Unraveling Genetic Markers in Breast Cancer: Bioinformatics Perspectives
Abstract
Breast cancer, the most prevalent malignancy in women globally, is a formidable challenge due to its molecular heterogeneity and the disparate clinical outcomes of luminal A, luminal B, HER2-enriched and triple-negative subtypes. The current review integrates bioinformatics approaches to decipher genetic markers in breast cancer, focusing on transcriptomics-based pipelines for discovering differentially expressed genes (DEGs) and key hub genes. Leveraging datasets from databases like TCGA and GEO, these pipelines cover data acquisition, preprocessing with packages such as DESeq2 and Scanpy, and advanced analyses including functional enrichment, protein–protein interaction network and machine learning algorithms for biomarker prioritization.
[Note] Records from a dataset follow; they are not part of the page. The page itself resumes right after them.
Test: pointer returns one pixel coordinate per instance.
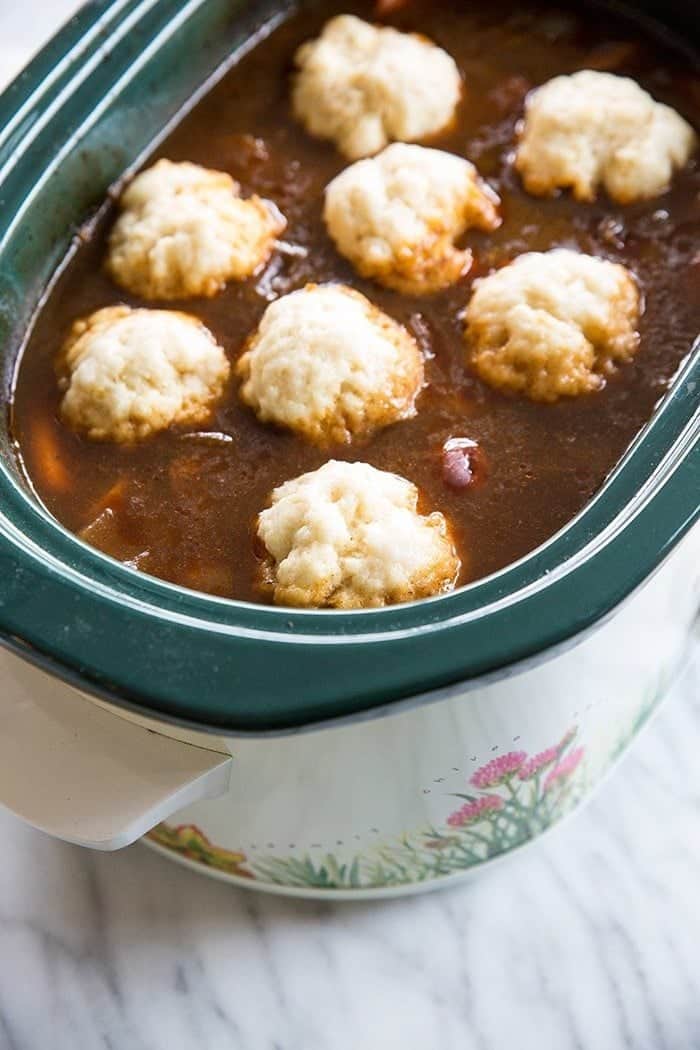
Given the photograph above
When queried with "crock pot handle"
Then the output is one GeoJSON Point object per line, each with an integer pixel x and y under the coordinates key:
{"type": "Point", "coordinates": [76, 771]}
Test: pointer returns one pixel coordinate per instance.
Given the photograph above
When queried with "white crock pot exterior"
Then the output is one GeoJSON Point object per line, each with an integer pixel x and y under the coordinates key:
{"type": "Point", "coordinates": [363, 809]}
{"type": "Point", "coordinates": [409, 798]}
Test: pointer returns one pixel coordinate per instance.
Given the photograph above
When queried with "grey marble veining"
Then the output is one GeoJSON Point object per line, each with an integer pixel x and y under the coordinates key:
{"type": "Point", "coordinates": [589, 941]}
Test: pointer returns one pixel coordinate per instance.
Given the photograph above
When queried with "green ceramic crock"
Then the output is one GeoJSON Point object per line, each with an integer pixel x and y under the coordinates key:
{"type": "Point", "coordinates": [85, 111]}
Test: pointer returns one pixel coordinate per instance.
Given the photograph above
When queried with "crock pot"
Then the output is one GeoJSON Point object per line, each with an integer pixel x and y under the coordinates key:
{"type": "Point", "coordinates": [309, 753]}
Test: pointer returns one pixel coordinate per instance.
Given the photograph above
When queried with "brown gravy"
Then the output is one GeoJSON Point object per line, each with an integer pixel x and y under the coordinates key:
{"type": "Point", "coordinates": [183, 507]}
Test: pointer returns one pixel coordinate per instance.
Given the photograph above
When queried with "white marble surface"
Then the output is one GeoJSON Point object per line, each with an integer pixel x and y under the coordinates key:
{"type": "Point", "coordinates": [590, 941]}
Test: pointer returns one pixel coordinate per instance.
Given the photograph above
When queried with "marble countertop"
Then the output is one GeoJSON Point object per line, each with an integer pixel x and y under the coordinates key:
{"type": "Point", "coordinates": [589, 941]}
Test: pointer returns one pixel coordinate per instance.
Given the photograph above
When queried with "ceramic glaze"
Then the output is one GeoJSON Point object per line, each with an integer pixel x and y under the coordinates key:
{"type": "Point", "coordinates": [351, 754]}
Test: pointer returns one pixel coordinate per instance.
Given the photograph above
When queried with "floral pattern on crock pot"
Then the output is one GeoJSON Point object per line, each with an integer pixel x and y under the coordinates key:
{"type": "Point", "coordinates": [191, 842]}
{"type": "Point", "coordinates": [508, 801]}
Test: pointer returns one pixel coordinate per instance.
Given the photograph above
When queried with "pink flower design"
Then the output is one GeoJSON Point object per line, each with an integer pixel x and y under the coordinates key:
{"type": "Point", "coordinates": [564, 769]}
{"type": "Point", "coordinates": [471, 812]}
{"type": "Point", "coordinates": [499, 770]}
{"type": "Point", "coordinates": [538, 762]}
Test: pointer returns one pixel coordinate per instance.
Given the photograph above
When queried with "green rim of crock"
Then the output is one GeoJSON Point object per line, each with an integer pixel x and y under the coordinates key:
{"type": "Point", "coordinates": [224, 665]}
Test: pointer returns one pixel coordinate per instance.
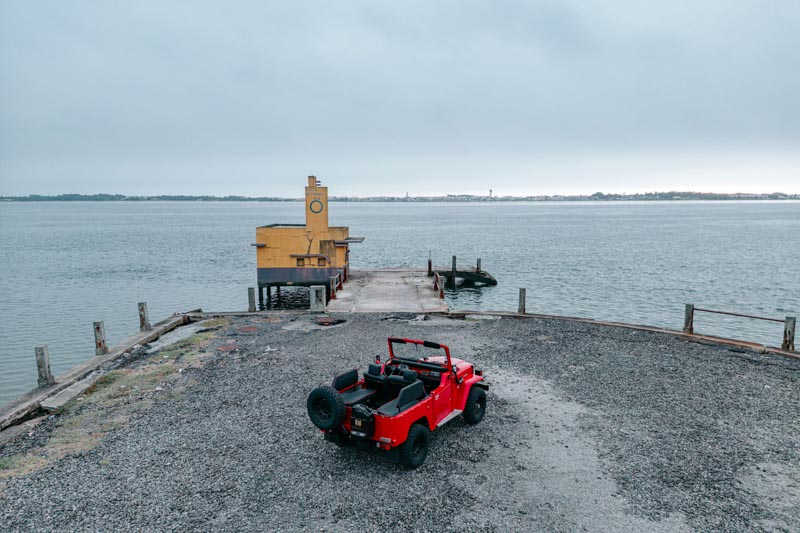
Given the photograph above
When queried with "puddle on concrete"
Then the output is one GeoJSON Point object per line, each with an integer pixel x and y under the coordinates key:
{"type": "Point", "coordinates": [176, 335]}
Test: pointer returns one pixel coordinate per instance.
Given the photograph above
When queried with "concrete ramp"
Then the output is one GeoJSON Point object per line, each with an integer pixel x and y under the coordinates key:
{"type": "Point", "coordinates": [387, 291]}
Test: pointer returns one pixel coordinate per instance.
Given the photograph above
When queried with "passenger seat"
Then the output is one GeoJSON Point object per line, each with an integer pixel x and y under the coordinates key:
{"type": "Point", "coordinates": [377, 381]}
{"type": "Point", "coordinates": [398, 383]}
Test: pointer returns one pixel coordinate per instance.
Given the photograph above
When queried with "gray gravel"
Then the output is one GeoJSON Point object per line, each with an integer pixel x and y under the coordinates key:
{"type": "Point", "coordinates": [589, 428]}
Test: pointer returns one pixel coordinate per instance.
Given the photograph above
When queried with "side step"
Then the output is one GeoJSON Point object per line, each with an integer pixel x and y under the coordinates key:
{"type": "Point", "coordinates": [449, 417]}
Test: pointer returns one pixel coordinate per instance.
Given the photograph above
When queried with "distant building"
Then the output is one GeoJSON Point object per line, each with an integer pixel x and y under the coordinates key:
{"type": "Point", "coordinates": [303, 254]}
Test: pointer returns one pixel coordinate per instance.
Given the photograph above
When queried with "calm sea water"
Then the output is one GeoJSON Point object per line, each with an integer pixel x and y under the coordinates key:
{"type": "Point", "coordinates": [65, 265]}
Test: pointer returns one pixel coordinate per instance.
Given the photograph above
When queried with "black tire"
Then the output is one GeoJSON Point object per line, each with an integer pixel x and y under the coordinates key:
{"type": "Point", "coordinates": [475, 407]}
{"type": "Point", "coordinates": [325, 408]}
{"type": "Point", "coordinates": [415, 449]}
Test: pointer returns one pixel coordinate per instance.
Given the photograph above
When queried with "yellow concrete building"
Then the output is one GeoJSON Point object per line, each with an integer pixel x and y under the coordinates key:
{"type": "Point", "coordinates": [305, 255]}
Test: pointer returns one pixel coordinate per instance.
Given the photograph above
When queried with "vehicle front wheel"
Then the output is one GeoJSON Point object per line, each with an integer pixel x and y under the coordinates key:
{"type": "Point", "coordinates": [415, 449]}
{"type": "Point", "coordinates": [476, 405]}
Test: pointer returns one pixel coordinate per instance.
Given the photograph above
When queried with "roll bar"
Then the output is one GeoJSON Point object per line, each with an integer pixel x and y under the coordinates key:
{"type": "Point", "coordinates": [426, 344]}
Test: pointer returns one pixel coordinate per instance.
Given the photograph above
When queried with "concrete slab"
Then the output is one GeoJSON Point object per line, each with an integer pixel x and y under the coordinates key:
{"type": "Point", "coordinates": [387, 291]}
{"type": "Point", "coordinates": [53, 403]}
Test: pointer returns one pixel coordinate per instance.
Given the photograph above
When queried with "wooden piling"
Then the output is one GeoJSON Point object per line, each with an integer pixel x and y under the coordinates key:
{"type": "Point", "coordinates": [788, 333]}
{"type": "Point", "coordinates": [100, 345]}
{"type": "Point", "coordinates": [251, 299]}
{"type": "Point", "coordinates": [43, 366]}
{"type": "Point", "coordinates": [688, 319]}
{"type": "Point", "coordinates": [317, 298]}
{"type": "Point", "coordinates": [144, 317]}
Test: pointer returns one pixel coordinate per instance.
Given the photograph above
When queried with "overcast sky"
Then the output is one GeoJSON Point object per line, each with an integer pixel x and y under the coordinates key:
{"type": "Point", "coordinates": [428, 97]}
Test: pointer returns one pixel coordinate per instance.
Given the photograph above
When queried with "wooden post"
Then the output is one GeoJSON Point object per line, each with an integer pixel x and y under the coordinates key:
{"type": "Point", "coordinates": [317, 298]}
{"type": "Point", "coordinates": [43, 366]}
{"type": "Point", "coordinates": [144, 317]}
{"type": "Point", "coordinates": [688, 319]}
{"type": "Point", "coordinates": [251, 300]}
{"type": "Point", "coordinates": [100, 346]}
{"type": "Point", "coordinates": [788, 333]}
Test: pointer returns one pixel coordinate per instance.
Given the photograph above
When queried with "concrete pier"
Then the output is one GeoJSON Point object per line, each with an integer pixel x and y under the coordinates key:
{"type": "Point", "coordinates": [589, 427]}
{"type": "Point", "coordinates": [387, 291]}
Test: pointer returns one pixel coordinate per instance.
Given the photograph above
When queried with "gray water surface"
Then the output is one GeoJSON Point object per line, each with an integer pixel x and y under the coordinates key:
{"type": "Point", "coordinates": [67, 264]}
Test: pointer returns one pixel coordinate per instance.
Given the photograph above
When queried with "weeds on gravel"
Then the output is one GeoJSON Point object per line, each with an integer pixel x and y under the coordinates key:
{"type": "Point", "coordinates": [114, 400]}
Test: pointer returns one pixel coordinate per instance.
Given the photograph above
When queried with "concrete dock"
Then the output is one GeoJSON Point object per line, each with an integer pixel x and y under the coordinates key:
{"type": "Point", "coordinates": [387, 291]}
{"type": "Point", "coordinates": [589, 428]}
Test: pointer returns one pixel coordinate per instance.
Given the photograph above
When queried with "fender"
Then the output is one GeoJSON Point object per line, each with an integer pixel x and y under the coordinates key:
{"type": "Point", "coordinates": [466, 387]}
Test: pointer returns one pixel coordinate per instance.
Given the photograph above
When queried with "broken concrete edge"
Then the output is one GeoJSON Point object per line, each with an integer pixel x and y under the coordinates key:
{"type": "Point", "coordinates": [24, 407]}
{"type": "Point", "coordinates": [691, 337]}
{"type": "Point", "coordinates": [20, 410]}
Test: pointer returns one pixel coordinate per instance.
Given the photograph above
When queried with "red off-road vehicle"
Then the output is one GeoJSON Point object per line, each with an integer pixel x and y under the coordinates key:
{"type": "Point", "coordinates": [396, 405]}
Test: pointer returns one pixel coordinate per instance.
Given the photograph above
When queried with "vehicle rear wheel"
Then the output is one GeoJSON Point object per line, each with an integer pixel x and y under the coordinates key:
{"type": "Point", "coordinates": [475, 407]}
{"type": "Point", "coordinates": [325, 408]}
{"type": "Point", "coordinates": [415, 449]}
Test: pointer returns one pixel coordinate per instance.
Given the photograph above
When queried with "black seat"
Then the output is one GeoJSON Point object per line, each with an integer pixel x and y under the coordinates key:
{"type": "Point", "coordinates": [374, 379]}
{"type": "Point", "coordinates": [408, 397]}
{"type": "Point", "coordinates": [397, 383]}
{"type": "Point", "coordinates": [355, 396]}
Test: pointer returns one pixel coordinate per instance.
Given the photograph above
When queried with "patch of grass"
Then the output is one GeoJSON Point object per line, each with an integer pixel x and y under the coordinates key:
{"type": "Point", "coordinates": [112, 401]}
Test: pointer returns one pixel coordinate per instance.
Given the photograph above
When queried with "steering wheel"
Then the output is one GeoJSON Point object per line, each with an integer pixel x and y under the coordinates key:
{"type": "Point", "coordinates": [394, 369]}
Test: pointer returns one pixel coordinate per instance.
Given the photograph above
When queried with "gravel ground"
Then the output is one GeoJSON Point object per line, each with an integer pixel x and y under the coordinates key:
{"type": "Point", "coordinates": [589, 428]}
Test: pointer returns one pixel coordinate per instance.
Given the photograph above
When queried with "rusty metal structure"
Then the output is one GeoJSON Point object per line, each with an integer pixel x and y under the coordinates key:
{"type": "Point", "coordinates": [307, 254]}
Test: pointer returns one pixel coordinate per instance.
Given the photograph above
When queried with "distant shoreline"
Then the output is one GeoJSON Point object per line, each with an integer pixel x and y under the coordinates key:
{"type": "Point", "coordinates": [673, 196]}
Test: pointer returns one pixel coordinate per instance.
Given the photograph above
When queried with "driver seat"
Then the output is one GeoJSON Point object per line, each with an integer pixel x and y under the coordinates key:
{"type": "Point", "coordinates": [398, 383]}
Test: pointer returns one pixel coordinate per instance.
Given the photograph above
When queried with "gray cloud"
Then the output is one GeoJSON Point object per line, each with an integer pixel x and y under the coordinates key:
{"type": "Point", "coordinates": [216, 95]}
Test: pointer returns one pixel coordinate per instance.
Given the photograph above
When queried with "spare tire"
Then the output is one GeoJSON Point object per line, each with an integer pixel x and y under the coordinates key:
{"type": "Point", "coordinates": [326, 408]}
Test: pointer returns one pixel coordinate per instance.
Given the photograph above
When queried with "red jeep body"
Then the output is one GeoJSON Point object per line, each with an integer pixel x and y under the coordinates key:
{"type": "Point", "coordinates": [434, 390]}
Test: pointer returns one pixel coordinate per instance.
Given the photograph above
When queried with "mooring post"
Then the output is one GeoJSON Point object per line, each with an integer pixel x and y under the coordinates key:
{"type": "Point", "coordinates": [251, 300]}
{"type": "Point", "coordinates": [688, 319]}
{"type": "Point", "coordinates": [144, 317]}
{"type": "Point", "coordinates": [43, 366]}
{"type": "Point", "coordinates": [788, 333]}
{"type": "Point", "coordinates": [317, 298]}
{"type": "Point", "coordinates": [100, 346]}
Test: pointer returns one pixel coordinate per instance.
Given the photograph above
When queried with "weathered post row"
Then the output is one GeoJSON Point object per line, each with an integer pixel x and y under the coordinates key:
{"type": "Point", "coordinates": [43, 366]}
{"type": "Point", "coordinates": [251, 299]}
{"type": "Point", "coordinates": [317, 298]}
{"type": "Point", "coordinates": [788, 333]}
{"type": "Point", "coordinates": [100, 345]}
{"type": "Point", "coordinates": [144, 317]}
{"type": "Point", "coordinates": [688, 319]}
Clinically relevant markers, validated through survival analysis and experimental validation, are used for informing diagnosis, prognosis and treatment strategies, with special reference to precision therapies such as PARP inhibitors and trastuzumab. Emerging technologies, such as liquid biopsy and single-cell multi-omics, enhance diagnostic precision by alleviating tumor heterogeneity and enabling noninvasive monitoring. However, unresolved issues persist, such as disparities in healthcare, dataset biases and the high cost of genomic profiling. Future directions for development include developing cost-effective tools, enhancing diverse datasets and integrating multi-omics with artificial intelligence for advancing equitable precision oncology. This comprehensive bioinformatics pipeline bridges molecular findings and clinical relevance, offering a promising strategy to alleviate the global breast cancer burden.